If we are smart, quite a lot.
By Risa Lavizzo-Mourey
Risa Lavizzo-Mourey is president and CEO of the Robert Wood Johnson Foundation and one of the 100 most powerful women in the world, according to Forbes magazine.* Under her leadership, the foundation has directed a $10 billion endowment to build a culture of health and the ecosystem to support it.
The way we think about health—both how healthy we presently are as individuals and also how healthy we might become if we adopted a national vision supporting a culture of health—has evolved dramatically over the last few decades. Many folks now realize that the interconnected web driving well-being has important threads in education, employment, the homes we inhabit, and the cities we design. Whether an elderly person thrives depends on having caretakers both at home and in the hospital. Their ability to recover depends on other factors in the community. Are they able to get out? Is there space to be active? Can they get involved in communities?
The key to making a difference in such a diverse and complex ecosystem is to reframe the task at hand, not as an unsolvable set of wicked problems, but as interconnected opportunities. When we start to align across those linkages we can kick off virtuous cycles of investment and beneficial results. People reduce stress. Blood pressure falls. Heart function improves. Chronic disease rates drop. Communities change. Fresh resources are drawn toward the bright spots.
For instance, in Spokane, Washington, we work closely with local leaders on improving high school graduation rates. Why? Because both they and we know that secondary school education is an essential driver of other healthy choices and opportunities. So as graduation rates moved from 60 percent in 2006 to well above 90 percent we watched the rippling benefits cascade into better choices about diet, physical activity, and even when to start families.
Over the years, the Robert Wood Johnson Foundation has tended to lead from the back. We focus our resources and expertise on spotting the best innovations, piquing the interest of nimble thinkers, and bringing collaborators together in aligned action. We believe in setting a goal that excites people, a true north, and then providing assistance as stakeholders do their own path finding. The customized approaches that evolve—because what works in New York City will not likely work in Oklahoma—are essential to success.
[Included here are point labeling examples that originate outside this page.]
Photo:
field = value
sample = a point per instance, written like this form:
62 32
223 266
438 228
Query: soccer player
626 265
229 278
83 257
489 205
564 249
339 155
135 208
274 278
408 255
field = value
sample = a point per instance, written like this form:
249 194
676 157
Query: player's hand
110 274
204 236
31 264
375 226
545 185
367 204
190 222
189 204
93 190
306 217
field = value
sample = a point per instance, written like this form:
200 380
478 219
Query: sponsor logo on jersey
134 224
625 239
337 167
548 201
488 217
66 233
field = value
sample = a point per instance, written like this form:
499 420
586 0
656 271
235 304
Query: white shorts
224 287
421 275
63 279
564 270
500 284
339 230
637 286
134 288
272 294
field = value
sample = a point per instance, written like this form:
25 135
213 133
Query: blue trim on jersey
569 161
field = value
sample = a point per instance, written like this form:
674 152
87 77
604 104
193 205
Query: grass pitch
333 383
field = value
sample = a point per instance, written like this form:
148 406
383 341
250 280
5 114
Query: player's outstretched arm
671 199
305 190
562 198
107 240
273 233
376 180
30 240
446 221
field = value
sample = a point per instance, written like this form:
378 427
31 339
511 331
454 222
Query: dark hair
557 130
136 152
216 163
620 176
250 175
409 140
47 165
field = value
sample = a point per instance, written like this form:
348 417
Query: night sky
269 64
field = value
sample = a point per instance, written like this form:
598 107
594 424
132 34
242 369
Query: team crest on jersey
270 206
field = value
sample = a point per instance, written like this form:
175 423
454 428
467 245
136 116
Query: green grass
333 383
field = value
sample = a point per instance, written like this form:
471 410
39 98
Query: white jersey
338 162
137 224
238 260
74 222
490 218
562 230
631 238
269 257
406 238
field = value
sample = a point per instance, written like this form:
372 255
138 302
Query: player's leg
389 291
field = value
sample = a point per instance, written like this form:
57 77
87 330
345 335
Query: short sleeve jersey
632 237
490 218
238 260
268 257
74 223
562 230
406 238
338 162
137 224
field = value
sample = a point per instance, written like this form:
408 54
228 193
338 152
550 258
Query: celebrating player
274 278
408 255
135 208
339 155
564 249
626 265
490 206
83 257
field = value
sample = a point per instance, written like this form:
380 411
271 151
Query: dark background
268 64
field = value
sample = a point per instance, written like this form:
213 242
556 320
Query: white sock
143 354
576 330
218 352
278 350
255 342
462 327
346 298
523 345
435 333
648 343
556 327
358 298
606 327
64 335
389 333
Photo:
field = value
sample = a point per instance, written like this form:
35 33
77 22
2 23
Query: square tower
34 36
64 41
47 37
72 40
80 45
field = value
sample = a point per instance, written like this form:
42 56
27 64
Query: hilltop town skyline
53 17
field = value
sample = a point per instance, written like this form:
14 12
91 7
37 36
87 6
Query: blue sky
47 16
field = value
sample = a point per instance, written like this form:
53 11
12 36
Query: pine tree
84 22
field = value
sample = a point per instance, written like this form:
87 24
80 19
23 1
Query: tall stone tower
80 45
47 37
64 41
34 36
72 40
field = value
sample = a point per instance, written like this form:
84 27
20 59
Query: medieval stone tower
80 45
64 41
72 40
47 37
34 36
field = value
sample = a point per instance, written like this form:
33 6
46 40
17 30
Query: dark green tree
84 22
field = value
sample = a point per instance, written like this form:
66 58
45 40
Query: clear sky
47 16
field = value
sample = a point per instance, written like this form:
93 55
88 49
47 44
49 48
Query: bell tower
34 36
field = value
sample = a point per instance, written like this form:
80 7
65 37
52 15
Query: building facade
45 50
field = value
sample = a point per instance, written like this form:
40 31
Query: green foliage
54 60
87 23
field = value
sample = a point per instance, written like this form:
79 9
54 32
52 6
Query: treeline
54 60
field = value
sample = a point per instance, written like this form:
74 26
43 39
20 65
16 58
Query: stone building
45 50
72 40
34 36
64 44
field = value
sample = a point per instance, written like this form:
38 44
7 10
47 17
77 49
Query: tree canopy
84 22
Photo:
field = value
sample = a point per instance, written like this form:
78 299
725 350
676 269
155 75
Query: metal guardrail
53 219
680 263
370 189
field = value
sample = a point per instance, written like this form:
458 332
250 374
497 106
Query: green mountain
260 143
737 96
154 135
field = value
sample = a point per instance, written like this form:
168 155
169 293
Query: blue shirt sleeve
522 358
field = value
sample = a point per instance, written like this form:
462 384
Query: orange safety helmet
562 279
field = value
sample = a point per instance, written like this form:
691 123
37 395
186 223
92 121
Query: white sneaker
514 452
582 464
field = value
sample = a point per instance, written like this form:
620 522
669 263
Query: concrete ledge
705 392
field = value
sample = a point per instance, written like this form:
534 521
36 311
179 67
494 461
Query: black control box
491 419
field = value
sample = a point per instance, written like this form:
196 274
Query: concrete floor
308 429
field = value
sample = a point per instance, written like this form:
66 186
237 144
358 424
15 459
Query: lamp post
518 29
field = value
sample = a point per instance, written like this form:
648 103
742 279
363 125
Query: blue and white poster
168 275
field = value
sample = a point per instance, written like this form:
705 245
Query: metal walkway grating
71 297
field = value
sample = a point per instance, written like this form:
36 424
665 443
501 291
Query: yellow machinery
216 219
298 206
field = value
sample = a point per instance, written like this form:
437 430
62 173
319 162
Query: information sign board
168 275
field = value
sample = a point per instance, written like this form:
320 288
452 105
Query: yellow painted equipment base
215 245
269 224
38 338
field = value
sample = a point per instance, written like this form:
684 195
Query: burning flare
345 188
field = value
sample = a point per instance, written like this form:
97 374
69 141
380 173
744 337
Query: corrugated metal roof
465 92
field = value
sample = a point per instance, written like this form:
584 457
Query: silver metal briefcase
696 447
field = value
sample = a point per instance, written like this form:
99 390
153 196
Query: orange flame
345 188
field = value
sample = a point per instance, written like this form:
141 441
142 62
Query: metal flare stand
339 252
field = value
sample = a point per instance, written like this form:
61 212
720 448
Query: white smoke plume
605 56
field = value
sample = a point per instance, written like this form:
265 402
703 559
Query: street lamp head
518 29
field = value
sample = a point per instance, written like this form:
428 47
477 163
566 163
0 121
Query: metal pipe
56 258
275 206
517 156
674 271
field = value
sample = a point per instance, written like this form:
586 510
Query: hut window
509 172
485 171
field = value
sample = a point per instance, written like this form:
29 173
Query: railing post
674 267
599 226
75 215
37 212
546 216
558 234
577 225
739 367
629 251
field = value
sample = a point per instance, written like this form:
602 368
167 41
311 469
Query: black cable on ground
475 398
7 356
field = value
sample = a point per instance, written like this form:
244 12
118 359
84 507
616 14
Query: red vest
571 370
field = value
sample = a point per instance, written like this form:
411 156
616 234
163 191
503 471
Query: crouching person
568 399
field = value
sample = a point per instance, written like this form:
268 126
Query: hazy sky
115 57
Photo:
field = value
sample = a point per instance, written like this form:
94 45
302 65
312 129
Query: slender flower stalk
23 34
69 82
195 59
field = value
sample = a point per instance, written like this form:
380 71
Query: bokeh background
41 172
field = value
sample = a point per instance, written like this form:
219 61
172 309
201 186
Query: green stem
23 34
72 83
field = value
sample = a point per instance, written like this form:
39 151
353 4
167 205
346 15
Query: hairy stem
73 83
Earlier this year, at the World Economic Forum in Davos, I was tremendously impressed by the shared appreciation emerging for ecosystem approaches to wicked opportunity; approaches that engage communities and reimagine government, while tapping market forces for scaling up. Building something as big as a culture of health requires it. When we succeed, and we will succeed, it will have become obvious that we now live in a world, and probably always have, where health has as much to do with work, family, community, and the connected world at large, as it does with hospitals and clinics.